Cerpen Mawar Dani

Geluduk Pukul Sepuluh Pagi

Geluduk Pukul Sepuluh Pagi
Ilustrasi. (saatchiart.com)
HARUSNYA matahari sudah tersenyum dan naik sepenggalah. Pagi yang beda, entah karena aku harus segera kembali (sehingga mendung penggambaran sebuah kesedihan) atau waktunya hujan giliran membasahi bumi di mana rumah emak berdiri. Menurut cerita, sebulan menjelang bulan puasa kemarau sudah menghampiri. Sekarang, hampir delapan puluh hari dan baru pagi ini mendung tandang.
 
Aku merasakan kedinginan. Putri kecilku belum bangun sehabis merengek menjelang subuh tadi. Aku manikmati pagi. Udara yang masih segar, berbeda dengan tempat tinggalku sejak menikah. Meskipun tinggal di lokasi perumahan yang kata mereka masih sejuk serta udara lumayan segar, tapi di kampung emak semua itu masih tidak ada apa-apanya.
 
"Cepat kau masuk, hari mendung sebentar lagi akan turun hujan," ucap emak dari ruang tengah.
 
Aku menoleh. Hari memang semakin gelap. Kupandangi langit sekeliling, awan hitam yang berarak, dalam imajinasiku seperti berlarian tujuannya menyelimuti dunia dengan kegelapan.
 
Eca, bidadari kecil buah pernikahan dengan Bang Fauzy sudah dalam gendongan emak. Bocah berusia dua tahun lebih itu cukup dimanjakan neneknya. Aku saja ibunya sudah jarang menggendong karena bagiku lebih baik ia bebas berekspresi dari pada selalu dalam dekapan. 
 
"Cepatlah kau masuk. Ngapain lama-lama di luar?"
 
Kebawelan emak tidak berubah.

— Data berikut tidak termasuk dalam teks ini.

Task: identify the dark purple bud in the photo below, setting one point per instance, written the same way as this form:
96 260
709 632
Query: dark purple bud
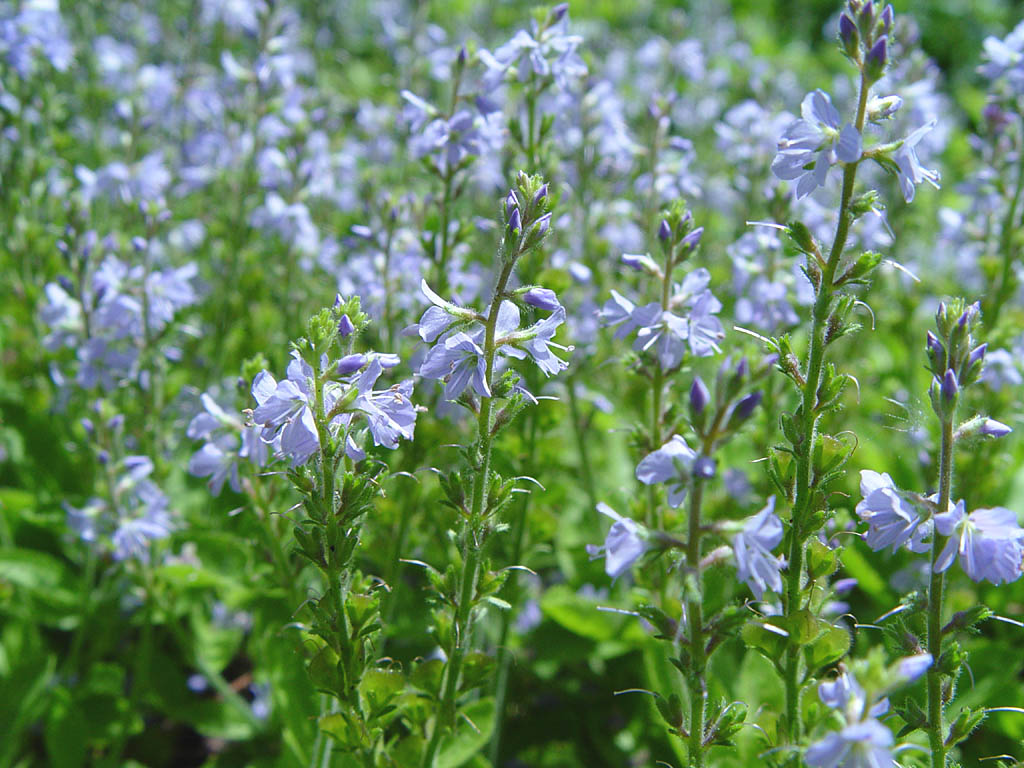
877 57
936 351
950 387
977 354
664 230
693 239
745 407
350 364
542 298
992 428
699 396
541 195
847 30
866 17
887 18
541 227
705 467
515 224
742 369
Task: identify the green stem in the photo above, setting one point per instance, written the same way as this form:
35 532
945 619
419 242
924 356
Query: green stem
935 736
694 620
472 535
805 492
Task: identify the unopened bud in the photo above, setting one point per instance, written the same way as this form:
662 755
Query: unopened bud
699 396
878 57
664 230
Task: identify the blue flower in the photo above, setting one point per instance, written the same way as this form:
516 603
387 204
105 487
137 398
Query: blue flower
988 542
911 172
755 562
625 544
389 413
811 145
672 464
285 410
460 359
892 520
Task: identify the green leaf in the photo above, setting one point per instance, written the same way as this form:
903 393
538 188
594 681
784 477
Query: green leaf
581 616
67 733
474 724
828 647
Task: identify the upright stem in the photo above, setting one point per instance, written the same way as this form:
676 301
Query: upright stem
815 365
694 621
1007 229
935 736
471 534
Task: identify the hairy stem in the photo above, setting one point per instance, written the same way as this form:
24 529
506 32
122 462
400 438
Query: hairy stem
694 620
935 737
472 535
803 503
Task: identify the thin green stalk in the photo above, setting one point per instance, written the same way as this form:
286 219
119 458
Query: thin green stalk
470 534
815 365
935 736
694 620
504 654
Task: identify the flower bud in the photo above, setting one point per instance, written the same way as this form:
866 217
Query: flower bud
345 327
881 108
699 396
542 298
949 387
887 18
350 364
849 36
878 57
691 241
936 353
515 223
992 428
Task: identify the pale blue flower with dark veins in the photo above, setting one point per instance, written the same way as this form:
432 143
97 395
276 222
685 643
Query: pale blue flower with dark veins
863 744
911 172
672 464
811 145
540 345
755 562
624 546
892 520
989 542
460 359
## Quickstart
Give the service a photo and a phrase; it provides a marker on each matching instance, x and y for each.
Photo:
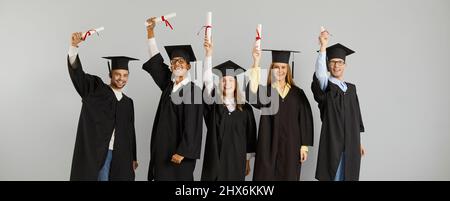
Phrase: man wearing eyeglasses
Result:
(340, 148)
(177, 127)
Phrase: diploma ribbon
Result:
(167, 22)
(206, 29)
(258, 36)
(88, 33)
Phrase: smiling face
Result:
(336, 67)
(179, 66)
(279, 71)
(119, 78)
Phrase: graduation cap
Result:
(118, 62)
(282, 56)
(184, 51)
(338, 51)
(228, 68)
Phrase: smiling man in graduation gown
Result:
(105, 147)
(177, 129)
(340, 148)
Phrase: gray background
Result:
(401, 70)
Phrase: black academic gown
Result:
(230, 136)
(177, 128)
(101, 113)
(341, 127)
(281, 134)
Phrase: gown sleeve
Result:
(159, 71)
(251, 130)
(84, 83)
(306, 121)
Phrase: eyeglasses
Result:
(338, 62)
(178, 60)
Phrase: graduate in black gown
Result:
(105, 147)
(286, 124)
(177, 129)
(231, 136)
(340, 148)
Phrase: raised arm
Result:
(155, 66)
(321, 71)
(83, 82)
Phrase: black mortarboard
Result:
(282, 56)
(338, 51)
(119, 62)
(228, 68)
(184, 51)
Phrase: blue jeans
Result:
(103, 175)
(340, 176)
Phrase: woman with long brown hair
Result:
(231, 135)
(286, 124)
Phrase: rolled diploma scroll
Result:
(90, 32)
(208, 26)
(258, 37)
(159, 19)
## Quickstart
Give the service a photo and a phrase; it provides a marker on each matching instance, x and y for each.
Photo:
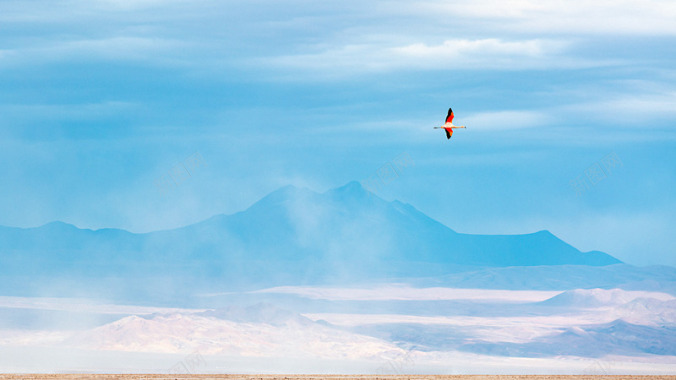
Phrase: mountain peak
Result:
(352, 189)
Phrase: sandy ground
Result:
(332, 377)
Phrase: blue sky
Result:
(101, 100)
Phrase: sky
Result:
(146, 115)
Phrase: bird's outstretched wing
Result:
(449, 117)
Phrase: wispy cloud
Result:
(450, 54)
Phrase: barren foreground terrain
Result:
(334, 377)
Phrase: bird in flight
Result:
(448, 126)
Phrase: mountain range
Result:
(291, 236)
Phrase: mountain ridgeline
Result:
(291, 236)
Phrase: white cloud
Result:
(503, 120)
(616, 17)
(488, 53)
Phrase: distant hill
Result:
(291, 236)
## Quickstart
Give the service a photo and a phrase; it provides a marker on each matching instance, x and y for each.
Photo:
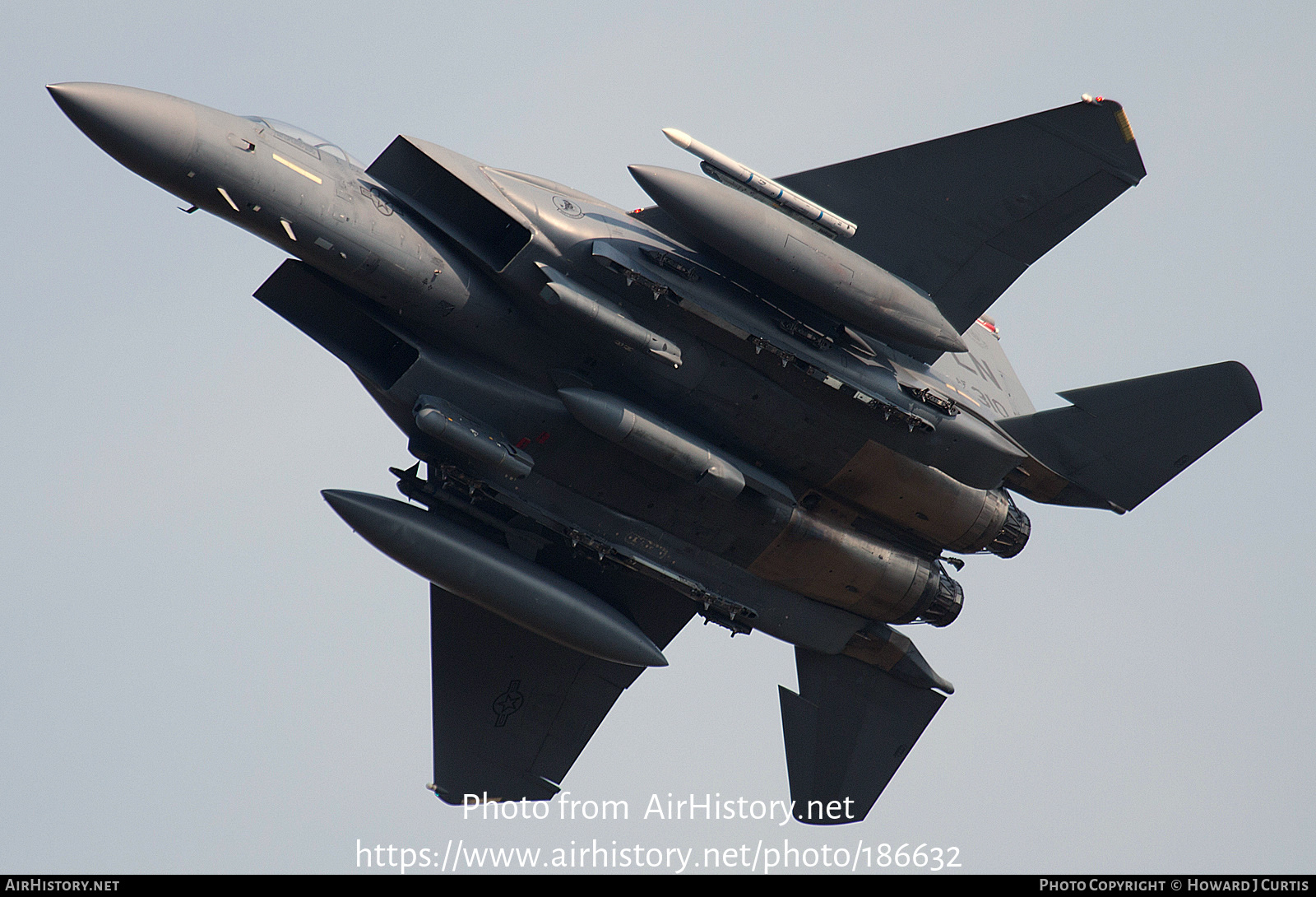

Hal semacam ini dulu sering menjadi sumber kesalahpahaman antara aku dengan beliau. Aku merasa diperlakukan bagai anak kecil yang kurang mengerti. Barulah ketika aku melahirkan Eca, hal-hal macam begitu sedikit banyak kupahami. Rasa sayang yang terlalu besar pada buah hati terkadang menjadi sumber lahirnya sikap proteksi berlebihan.